Yael estimates that there are about 10,000 chronic conditions that have been identified to date in the world of medicine, but only about 40 of them have had really extensive research and established treatments.
As mentioned, Yael left Waze and founded StuffThatWorks with two others, CTO Ron Held, and Chief Data Scientist, Yossi Synett. Held, a trained mathematician, is a former head of an IDF intelligence team. And Synett is an expert in machine learning, AI and hands-on analysis, and between the three of them, they have built an AI platform that ingests lots of data points, combines them into actionable data for people to use, and lets them – the users – build out more frontiers in that effort.
A little more about how the AI works. The data goes through a series of “stretch goals” as it grows: First the condition is established with a profile on StuffThatWorks. Then after 100 contributors join that community, you can start to see initial insights about the condition including age of onset, symptoms, aggravating factors and treatments that can begin to be shared and browsed. After several hundred, the machine learning starts to rank different treatments by effectiveness. After thousands of contributors, the algorithms are able to predict for you, the visitor what the most effective treatments might be for you.

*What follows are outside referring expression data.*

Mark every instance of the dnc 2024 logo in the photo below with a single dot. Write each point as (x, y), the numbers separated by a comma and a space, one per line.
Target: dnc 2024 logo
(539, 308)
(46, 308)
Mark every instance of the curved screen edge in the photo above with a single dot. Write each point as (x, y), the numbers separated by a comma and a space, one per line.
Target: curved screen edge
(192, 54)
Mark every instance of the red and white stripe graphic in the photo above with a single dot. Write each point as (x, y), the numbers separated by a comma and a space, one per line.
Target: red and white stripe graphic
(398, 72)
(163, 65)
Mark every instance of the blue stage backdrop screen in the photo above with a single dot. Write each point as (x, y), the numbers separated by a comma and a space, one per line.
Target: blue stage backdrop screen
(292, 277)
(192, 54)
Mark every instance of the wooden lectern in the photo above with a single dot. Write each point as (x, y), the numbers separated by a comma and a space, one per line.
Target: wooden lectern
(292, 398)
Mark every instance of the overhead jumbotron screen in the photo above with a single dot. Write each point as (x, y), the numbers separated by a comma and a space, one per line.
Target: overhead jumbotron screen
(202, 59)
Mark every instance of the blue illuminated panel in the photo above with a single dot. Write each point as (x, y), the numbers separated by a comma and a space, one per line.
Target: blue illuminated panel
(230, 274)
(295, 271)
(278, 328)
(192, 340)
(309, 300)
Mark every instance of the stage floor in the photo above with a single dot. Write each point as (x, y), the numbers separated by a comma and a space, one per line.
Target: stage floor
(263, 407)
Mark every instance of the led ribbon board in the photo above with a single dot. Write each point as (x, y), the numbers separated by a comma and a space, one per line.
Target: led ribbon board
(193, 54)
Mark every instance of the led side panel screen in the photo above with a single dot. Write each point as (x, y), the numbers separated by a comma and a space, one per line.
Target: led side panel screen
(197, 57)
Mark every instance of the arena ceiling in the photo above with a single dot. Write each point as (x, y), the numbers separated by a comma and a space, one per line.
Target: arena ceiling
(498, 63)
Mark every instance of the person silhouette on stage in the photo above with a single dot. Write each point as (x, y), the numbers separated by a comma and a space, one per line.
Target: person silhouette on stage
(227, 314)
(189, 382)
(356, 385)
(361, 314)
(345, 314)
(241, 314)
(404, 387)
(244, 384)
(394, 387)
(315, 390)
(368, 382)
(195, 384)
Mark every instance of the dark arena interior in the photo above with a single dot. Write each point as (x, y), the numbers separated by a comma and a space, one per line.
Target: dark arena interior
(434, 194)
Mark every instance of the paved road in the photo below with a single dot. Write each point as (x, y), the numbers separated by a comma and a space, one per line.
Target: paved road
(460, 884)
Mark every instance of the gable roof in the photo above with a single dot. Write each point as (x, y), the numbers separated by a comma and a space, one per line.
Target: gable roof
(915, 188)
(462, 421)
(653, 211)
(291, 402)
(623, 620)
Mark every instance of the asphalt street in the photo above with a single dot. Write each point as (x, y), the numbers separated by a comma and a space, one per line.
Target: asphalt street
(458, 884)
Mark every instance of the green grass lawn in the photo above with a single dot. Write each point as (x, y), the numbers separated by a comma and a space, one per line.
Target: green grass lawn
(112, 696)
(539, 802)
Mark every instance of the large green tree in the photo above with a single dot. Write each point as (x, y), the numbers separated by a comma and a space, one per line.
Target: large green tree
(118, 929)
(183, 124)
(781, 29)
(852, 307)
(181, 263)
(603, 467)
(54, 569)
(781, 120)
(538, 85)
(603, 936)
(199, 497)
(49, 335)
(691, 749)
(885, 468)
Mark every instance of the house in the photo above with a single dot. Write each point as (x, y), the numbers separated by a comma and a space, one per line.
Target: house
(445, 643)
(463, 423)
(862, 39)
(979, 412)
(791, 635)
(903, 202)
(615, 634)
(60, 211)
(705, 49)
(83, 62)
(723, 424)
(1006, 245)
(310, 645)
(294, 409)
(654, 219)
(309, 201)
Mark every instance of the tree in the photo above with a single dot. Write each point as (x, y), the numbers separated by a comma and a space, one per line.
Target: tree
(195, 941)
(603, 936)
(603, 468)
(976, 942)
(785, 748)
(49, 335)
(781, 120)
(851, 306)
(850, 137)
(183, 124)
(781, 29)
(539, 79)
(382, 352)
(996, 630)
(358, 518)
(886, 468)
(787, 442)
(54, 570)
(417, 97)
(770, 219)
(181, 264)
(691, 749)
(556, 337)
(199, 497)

“With more than half of the world’s populations suffering from at least one chronic condition, chronic illness is a rapidly growing global epidemic, ” said Adam Fisher, partner at Bessemer Venture Partners and one of the top investors in the country. “We believe that StuffThatWorks can not only help millions of people get access to valuable knowledge on treatment effectiveness but also disrupt and innovate the way data from patients in the real world is collected and analyzed today.”
I asked Yael about mental health specially because the space is truly ready to be disrupted. I have spoken about this before but anyone who suffers from a mental health condition then proceeds to basically become a lab rat as their doctors try to determine what treatment will work for that person. They might prescribe a medication that the patient will start and only discover after months that it did nothing for them, and then back to square one. There has to be a better way.
StuffThatWorks is definitely a unique approach to the world of healthcare and truth be told, if anyone else was attempting this, I’d be relatively skeptical, but knowing Yael is behind this gives me hope that this company will change the world of medicine forever.